La fuite des capitaux hors d’Espagne plonge la zone euro en état de crise

Les épargnants ont transféré 66,2 milliards d’euros nets vers l'étranger le mois dernier et 97 milliards sur le premier trimestre, soit 10% du PIB
Patrick Aussannaire

L’avenir de l’euro se jouera dans les prochaines semaines en Espagne et en Italie». Tel est l’enjeu défini hier par le ministre de l’économie et des finances espagnol. Et Luis de Guindos d’ajouter, au terme d’une journée marquée par l’annonce d’une fuite record des dépôts, que «je ne sais si nous sommes au bord du précipice, mais nous sommes dans une situation très, très, très difficile».
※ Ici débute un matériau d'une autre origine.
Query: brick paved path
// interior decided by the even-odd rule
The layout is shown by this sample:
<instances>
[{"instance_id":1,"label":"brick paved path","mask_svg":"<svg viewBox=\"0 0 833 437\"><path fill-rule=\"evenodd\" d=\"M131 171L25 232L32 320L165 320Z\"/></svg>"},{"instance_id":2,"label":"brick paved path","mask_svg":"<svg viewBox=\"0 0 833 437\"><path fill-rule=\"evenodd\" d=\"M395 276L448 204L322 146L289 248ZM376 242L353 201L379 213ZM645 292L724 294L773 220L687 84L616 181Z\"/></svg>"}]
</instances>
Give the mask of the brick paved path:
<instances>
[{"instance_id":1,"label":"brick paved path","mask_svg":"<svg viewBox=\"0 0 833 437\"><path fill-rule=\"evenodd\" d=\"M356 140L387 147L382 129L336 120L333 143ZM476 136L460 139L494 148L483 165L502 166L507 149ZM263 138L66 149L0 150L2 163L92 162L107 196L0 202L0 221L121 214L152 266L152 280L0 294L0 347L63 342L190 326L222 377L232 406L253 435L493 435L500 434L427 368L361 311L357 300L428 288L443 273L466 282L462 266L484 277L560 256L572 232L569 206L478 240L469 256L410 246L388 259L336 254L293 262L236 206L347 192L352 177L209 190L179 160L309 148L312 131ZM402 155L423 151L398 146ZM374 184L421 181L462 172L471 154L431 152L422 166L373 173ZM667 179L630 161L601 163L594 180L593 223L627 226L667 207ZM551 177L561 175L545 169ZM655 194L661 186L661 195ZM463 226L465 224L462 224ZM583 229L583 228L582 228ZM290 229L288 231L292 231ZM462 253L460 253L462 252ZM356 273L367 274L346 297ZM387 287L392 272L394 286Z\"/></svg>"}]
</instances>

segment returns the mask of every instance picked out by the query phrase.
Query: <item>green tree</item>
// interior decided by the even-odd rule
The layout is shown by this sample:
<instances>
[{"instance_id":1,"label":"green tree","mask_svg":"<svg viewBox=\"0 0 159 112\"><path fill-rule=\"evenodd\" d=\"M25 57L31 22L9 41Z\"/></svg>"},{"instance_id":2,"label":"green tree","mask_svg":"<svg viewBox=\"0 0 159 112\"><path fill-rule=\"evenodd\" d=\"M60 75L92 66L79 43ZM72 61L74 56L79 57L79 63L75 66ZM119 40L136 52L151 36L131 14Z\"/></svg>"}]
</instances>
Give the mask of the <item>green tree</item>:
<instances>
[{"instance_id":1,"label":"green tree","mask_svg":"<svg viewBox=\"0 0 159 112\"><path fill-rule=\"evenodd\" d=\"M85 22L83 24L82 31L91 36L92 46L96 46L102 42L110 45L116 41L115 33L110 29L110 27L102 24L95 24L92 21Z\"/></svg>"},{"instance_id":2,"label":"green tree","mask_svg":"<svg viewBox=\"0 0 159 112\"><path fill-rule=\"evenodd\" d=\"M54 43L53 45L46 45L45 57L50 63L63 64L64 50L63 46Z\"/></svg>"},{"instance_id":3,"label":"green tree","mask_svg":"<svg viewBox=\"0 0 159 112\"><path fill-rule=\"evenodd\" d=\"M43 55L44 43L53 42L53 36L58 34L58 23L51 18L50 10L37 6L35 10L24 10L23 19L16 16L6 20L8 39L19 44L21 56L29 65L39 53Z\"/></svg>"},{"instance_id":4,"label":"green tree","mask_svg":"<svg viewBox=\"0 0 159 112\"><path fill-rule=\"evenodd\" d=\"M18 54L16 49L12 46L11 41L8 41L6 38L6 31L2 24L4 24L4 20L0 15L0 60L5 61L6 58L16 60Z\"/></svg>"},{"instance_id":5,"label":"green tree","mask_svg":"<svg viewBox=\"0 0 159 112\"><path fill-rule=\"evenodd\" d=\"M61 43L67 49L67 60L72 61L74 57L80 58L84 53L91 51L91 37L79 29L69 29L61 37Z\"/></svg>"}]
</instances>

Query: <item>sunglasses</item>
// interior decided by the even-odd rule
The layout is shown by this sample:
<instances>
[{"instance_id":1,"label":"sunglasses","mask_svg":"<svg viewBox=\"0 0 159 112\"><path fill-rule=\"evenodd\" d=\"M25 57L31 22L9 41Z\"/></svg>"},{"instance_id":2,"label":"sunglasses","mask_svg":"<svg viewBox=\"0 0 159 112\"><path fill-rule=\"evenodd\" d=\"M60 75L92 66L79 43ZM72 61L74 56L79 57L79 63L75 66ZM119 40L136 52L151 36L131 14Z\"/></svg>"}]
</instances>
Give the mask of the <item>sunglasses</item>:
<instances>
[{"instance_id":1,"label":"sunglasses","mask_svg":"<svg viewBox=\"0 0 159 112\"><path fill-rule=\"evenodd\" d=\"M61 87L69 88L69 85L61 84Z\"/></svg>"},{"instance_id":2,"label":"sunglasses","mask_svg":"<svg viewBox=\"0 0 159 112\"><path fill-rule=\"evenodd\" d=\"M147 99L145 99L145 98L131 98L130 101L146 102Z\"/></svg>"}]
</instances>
Les épargnants ont transféré 66,2 milliards d’euros nets des banques espagnoles vers l'étranger le mois dernier et 97 milliards sur le premier trimestre (10% du PIB), selon la Banque d’Espagne. Un record depuis que cette statistique a été créée en 1990. Il y a un an, l’Espagne avait bénéficié de rentrées nettes de 5,4 milliards. Le Wall Street Journal indique que l’Etat n’aurait pas à trouver les fonds nécessaires pour la recapitalisation de Bankia avant octobre. C’est dans ce contexte que Fitch a dégradé la note de huit régions. Hier soir, la directrice générale du FMI, Christine Lagarde, s’est empressée de démentir les rumeurs d’un éventuel prêt de secours à l’Espagne.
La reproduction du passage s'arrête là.